こちらは最近、何度も取り上げている博多駅前の陥没事故に関連するニュースです。このブログでも、周囲の休業損害、埋め戻しの費用等、莫大な賠償額になるだろうと書いたのですが、そんな中で一部の経営者が、賠償金の受け取りを辞退するそうです。

記事では、「タカラ薬局」や「九州総合診療クリニック」の名前が挙がっていますが、東日本大震災熊本地震など、命が奪われた現実を目の当たりにする中で、命に被害が出なかったことが何よりの幸いだとし、”自分たちの被害は大したこと無い、もっと必要なところに役立ててあげて欲しい”との想いから辞退を申し出たのだとか。

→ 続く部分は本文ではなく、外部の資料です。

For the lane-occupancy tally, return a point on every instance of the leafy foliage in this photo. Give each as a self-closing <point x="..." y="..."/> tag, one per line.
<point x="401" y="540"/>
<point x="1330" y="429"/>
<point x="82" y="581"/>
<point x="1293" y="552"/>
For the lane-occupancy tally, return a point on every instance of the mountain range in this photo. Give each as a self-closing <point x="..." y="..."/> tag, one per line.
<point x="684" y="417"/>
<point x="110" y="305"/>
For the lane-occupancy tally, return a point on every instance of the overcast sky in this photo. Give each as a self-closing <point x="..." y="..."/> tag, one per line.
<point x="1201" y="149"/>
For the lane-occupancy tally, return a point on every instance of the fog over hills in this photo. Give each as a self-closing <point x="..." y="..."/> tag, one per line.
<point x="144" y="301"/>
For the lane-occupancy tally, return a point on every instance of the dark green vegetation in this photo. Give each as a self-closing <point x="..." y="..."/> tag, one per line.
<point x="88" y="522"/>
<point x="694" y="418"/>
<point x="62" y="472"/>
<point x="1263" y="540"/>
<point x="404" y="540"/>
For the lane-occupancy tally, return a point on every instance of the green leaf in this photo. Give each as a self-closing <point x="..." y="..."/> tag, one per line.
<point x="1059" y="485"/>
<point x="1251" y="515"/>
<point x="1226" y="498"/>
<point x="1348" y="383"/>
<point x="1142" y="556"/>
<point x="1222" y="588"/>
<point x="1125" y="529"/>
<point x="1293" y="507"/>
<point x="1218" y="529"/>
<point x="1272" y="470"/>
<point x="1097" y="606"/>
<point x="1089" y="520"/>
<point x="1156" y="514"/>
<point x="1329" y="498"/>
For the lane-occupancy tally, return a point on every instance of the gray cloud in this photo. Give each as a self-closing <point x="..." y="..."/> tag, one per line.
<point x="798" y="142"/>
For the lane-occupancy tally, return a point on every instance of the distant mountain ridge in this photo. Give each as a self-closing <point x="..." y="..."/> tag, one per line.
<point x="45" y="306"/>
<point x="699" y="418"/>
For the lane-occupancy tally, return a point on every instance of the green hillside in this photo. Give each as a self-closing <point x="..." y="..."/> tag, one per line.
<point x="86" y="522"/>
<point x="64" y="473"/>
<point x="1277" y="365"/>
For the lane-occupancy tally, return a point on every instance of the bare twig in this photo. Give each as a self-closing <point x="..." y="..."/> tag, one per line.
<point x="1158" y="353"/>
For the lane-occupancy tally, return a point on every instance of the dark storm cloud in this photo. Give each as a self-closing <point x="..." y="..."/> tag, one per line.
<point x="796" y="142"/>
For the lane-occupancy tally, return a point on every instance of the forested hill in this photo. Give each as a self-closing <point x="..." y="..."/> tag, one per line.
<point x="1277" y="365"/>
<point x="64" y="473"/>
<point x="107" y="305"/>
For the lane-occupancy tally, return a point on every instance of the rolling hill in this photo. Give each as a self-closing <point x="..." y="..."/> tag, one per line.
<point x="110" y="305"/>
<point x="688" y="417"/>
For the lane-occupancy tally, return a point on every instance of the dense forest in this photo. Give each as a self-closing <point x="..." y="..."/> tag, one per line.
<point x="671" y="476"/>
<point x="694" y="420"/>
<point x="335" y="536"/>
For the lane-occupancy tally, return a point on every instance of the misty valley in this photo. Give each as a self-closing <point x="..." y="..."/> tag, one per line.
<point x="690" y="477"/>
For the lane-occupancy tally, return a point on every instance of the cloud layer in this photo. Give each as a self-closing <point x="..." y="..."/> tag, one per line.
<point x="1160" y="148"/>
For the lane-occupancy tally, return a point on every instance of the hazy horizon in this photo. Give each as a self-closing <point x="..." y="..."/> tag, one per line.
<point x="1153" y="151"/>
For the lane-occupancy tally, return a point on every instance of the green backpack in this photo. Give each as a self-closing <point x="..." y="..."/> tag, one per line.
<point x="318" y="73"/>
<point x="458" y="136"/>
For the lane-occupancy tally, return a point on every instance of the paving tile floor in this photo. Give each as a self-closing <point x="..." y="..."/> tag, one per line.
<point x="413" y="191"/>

人の命と向き合う仕事ゆえ、よりそうした想いが強いのかもしれませんね。大変な状況にありながら、他を恨まず、他を思い遣ることは、そう簡単なことではありません。

 

 

いかがでしょう、少しだけですが、ホッコリしていただけましたでしょうか。

このところ、殺伐とした暗いニュースばかりが聞かれます。しかし、そうした”異常”な出来事よりも、もっと身近にもっと大切にしなければならないニュースが溢れているはずです。その日頃の何気ない善意に目を向け、自らに置き換えてみようと思います。そうすることで、何より自分自身の心が温まります。

まだまだ日本という国は、そうした善意に満ちた国です。「お・も・て・な・し」は、敢えて口に出してするのではなく、された相手が心地よく感じるような自然な振舞いであるべきです。もっと人に優しく、もっと自分に素直になれれば良いですね。